Saltillo. Nie mogę zacząć inaczej. Projekt Mentona III Matthewsa zapewnił mi przeżycie jednych z piękniejszych chwil, jakie muzyka współczesna w dwudziestym pierwszym stuleciu mogła zagwarantować komuś takiemu jak ja. Zarówno Ganglion jak i wyczekiwany po tak rewelacyjnym debiucie Monocyte to muzyka absolutnie bezkresna. Pozbawiona ograniczeń, niesłychanie emocjonalna i wręcz kosmiczna w swoim wymiarze. Wielowektorowe inspiracje, samodzielność i pełna dbałości o szczegóły perfekcja złożyły się na dzieła zdecydowanie porywające. Ale, kto chciał, to już o tym przeczytał. Również w tym serwisie.

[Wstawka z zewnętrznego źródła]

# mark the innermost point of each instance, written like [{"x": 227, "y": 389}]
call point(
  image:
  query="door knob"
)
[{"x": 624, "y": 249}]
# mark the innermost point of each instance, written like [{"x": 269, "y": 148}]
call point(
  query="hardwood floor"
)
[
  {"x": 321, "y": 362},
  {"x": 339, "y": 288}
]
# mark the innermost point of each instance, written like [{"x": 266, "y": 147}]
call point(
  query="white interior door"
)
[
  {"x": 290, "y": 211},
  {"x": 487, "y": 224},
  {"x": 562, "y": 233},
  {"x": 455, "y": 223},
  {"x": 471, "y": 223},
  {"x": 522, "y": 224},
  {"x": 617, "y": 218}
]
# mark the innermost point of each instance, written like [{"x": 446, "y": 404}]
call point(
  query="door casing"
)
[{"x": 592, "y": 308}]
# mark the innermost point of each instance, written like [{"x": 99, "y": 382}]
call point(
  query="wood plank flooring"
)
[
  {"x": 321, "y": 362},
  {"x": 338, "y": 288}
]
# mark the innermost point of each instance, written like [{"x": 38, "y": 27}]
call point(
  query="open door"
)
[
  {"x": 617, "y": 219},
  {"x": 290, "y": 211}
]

Czemu zatem wspominam o Saltillo? Ano bo owo cudowne dziecko Matthewsa nie wzięło się znikąd. Wcześniej już bowiem powstawała muzyka, do której później solowy projekt Matthewsa nawiązywał. Sunday Munich, bo o nim mowa, jako wczesny i bardziej grupowy projekt sprawił, że opisywanie dokonań Saltillo bez przypomnienia o korzeniach jest pozbawione sensu. Krótko: bez Sunday Munich nie byłoby Saltillo. A skoro jesteśmy u podstaw, to teraz kilka słów na temat Vinculum. Drugiej płyty amerykańskiego w sumie to duetu, choć formalnie tak naprawdę tria. Gdyby ktoś się uparł, że to również dziecko Mentona III Matthewsa (akurat względem Sunday Munich występującego pod nickiem Avis) – nadużycia też by nie popełnił. Nie mówię, że wokaliści nie mieli wpływu na muzykę, ale muzyka, pomysł, w większości wykonanie to właśnie wspomniany wyżej multiinstrumentalista.

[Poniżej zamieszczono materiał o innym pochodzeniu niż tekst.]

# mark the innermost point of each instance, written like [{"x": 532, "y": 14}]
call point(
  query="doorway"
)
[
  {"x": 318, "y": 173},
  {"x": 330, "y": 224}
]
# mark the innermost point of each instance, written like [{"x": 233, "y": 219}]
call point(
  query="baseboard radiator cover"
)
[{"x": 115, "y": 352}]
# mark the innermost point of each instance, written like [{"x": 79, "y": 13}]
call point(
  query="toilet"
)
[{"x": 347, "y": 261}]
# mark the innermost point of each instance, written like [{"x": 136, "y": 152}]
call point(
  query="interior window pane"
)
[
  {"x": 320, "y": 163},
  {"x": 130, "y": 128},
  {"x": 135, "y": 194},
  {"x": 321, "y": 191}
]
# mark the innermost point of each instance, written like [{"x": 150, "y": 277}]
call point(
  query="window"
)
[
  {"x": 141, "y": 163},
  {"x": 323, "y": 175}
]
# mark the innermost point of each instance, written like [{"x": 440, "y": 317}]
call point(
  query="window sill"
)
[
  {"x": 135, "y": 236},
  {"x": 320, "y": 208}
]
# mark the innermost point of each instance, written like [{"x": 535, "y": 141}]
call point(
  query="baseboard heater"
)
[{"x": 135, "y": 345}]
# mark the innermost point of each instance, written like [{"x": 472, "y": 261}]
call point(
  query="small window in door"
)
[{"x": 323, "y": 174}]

Muzycznie od sfery określonej na Ganglion ten album daleko nie odstaje. Owszem, mniej tu tych nieprawdopodobnie brzmiących partii skrzypiec, pewne rozwiązania są jednakowoż bardziej proste i mniej nachalne, ale jednak – to ta sama muzyka. Tkwiąca gdzieś w sercu zadrą triphopowych rozwiązań, racząca uszy emocjonalnym pośpiechem i wyuzdaniem. Rytmiczna, melodyjna i za sprawą kobiecych głosów – zupełnie hipnotyczna.
Celowo nie wyróżniam żadnego z nagrań. Słucha się bowiem tego albumu bardzo dobrze w całości. To niewątpliwa zaleta, w tym świecie, w którym rzeczywistość opisuje się hasłem: „nie mam czasu” tu czasu jest wystarczająco. Człowiek unika jak ognia przycisku next, nie chcąc utracić ani jednej nuty z tych szesnastu nagrań. Nawet floydowskie Wish You Were Here na koniec ma ten błysk szaleńca, jaki muzyce Matthewsa towarzyszy od pierwszego do ostatniego dźwięku. Wymowne, wysmakowane, poetyckie dzieło, o którym trudno zapomnieć już od pierwszego słuchania.